How the ^%$#(*&$ do you get to even own a 2m radio without knowing how to
do
this ELEMENTARY calculation? Do you have a licence? Have you learnt
absolutely nothing? This formula is the first one in the book together
with
Ohm's Law!

Perhaps he took the test over a year ago, has only been using a HT,
and is now wanting to get into mobile use?

Let me ask you a few questions:

How far in advance of a turn are you required to use your turn signal?

What is the maximum distance you may enter a bike lane prior to making
a turn?

You may use your hi beams if a car coming towards you is more than
____ feet away, or if a car is in front of you in the same direction
as you, more than _____ feet away.

Gee, you don't know?

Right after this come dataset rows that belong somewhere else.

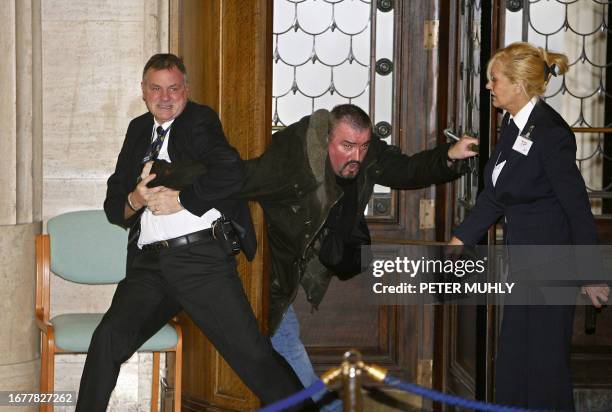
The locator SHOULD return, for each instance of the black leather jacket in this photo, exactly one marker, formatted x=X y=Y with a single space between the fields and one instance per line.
x=296 y=187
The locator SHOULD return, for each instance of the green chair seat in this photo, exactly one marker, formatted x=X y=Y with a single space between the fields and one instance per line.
x=73 y=333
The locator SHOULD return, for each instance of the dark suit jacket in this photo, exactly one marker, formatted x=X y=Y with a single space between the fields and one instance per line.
x=542 y=195
x=196 y=134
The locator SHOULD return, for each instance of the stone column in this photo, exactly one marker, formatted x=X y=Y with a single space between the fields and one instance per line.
x=20 y=190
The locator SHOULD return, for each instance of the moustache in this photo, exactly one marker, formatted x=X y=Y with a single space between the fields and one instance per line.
x=349 y=163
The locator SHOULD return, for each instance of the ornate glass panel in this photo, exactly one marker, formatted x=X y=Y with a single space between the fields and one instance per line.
x=328 y=52
x=468 y=101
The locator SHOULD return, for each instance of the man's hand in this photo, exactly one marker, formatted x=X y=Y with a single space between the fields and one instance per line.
x=461 y=149
x=164 y=202
x=141 y=195
x=597 y=293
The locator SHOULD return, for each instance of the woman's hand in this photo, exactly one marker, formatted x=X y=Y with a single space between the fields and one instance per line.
x=455 y=241
x=597 y=293
x=462 y=149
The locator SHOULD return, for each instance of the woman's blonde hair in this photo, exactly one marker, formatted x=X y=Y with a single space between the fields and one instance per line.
x=529 y=66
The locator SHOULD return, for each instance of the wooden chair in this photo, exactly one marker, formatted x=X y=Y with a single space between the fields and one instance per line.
x=83 y=247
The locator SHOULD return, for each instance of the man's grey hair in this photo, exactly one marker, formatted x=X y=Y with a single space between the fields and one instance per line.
x=355 y=116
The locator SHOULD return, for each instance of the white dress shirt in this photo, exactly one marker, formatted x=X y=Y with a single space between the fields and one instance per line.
x=520 y=120
x=163 y=227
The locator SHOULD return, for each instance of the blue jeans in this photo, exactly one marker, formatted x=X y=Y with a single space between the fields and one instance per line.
x=286 y=341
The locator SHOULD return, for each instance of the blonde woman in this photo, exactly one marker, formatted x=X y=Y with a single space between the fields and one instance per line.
x=531 y=180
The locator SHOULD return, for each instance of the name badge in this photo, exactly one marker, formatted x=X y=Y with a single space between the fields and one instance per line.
x=522 y=145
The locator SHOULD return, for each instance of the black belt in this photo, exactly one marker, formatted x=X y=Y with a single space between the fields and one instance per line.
x=179 y=241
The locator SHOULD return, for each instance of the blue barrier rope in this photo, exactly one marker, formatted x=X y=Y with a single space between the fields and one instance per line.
x=450 y=399
x=295 y=398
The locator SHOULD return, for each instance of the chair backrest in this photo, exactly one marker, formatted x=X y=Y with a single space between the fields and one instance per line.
x=86 y=248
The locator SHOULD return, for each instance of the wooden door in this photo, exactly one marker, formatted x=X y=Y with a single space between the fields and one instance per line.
x=465 y=335
x=226 y=45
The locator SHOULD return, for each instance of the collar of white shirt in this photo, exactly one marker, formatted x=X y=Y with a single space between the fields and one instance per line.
x=164 y=125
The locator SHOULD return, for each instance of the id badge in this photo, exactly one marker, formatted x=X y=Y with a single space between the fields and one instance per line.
x=522 y=145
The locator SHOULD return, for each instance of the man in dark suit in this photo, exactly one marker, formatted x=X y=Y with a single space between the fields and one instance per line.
x=171 y=251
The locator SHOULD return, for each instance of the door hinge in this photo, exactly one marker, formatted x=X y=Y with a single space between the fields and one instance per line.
x=425 y=372
x=430 y=38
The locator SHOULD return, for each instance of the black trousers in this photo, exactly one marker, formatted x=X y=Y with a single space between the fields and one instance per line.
x=533 y=354
x=204 y=281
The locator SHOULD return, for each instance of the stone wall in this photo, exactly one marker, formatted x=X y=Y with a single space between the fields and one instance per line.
x=71 y=86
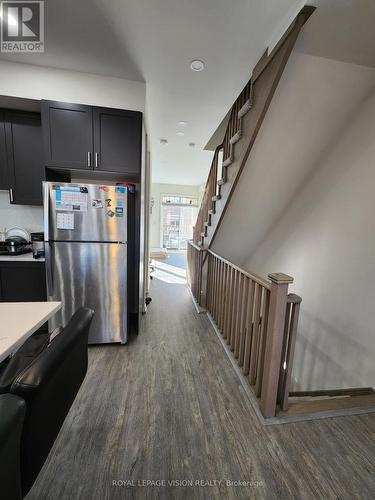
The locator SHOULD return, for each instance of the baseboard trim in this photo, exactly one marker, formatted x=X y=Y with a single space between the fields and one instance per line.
x=254 y=401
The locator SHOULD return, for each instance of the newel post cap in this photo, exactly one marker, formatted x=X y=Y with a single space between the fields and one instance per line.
x=280 y=278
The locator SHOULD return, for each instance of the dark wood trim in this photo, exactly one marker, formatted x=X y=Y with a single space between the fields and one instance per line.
x=268 y=75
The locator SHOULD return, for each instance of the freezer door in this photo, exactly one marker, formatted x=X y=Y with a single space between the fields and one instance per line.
x=90 y=275
x=84 y=212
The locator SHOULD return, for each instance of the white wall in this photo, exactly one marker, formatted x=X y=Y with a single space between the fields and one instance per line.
x=28 y=217
x=157 y=191
x=305 y=206
x=38 y=82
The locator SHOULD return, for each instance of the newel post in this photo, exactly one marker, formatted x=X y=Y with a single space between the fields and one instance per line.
x=274 y=342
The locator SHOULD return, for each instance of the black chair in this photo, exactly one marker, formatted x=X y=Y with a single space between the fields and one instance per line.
x=49 y=386
x=12 y=412
x=23 y=357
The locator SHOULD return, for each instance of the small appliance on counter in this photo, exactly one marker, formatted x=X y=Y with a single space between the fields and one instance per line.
x=14 y=245
x=16 y=242
x=37 y=243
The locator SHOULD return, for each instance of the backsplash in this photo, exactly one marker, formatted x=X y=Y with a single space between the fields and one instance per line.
x=28 y=217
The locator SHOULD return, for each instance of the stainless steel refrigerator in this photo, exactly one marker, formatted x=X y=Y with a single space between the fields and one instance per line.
x=85 y=232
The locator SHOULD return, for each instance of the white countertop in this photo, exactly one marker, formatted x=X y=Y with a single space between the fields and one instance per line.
x=25 y=257
x=19 y=320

How the &*^#*$@ did you get your drivers license?

Get the point?

Evan

To reply, remove TheObvious from my e-mail address.

OK I admit I did come on a bit too strong, I'm sorry.

However, your analogy with drivers licence test questions is a bit off
base...
Not knowing how to convert between frequency and wavelength is much more
fundamental than knowing the distance to dip your lights.
Its rather like being uncertain about the difference between a steering
wheel and a spare wheel.

Anyway this is the last word I'm saying on this topic.

73
Roger ZR3RC

Damn Roger... It must be really tough being so superior.


"Roger Conroy" wrote in message
...

"Moody1951" wrote in message
...
Please help me out with the math. What is the length of a 5/8s
wavelength
2
meter antenna? I've got something that might be able to be cut to the
freq.

Thanks

Lets assume you want a center frequency of 146 megahertz...

300/146=2.057945m (round it to nearest mm 2.058m)
2.058/8=0.25725m
0.25725x5=1.28625m (round it to nearest mm 1.286m)

Now I have a few questions...

How the ^%$#(*&$ do you get to even own a 2m radio without knowing how to
do
this ELEMENTARY calculation? Do you have a licence? Have you learnt
absolutely nothing? This formula is the first one in the book together
with
Ohm's Law!

73
Roger ZR3RC

Roger, you're right. I am stupid. Thank you for so kindly for pointing that
out. We all need more "Elmers" like you.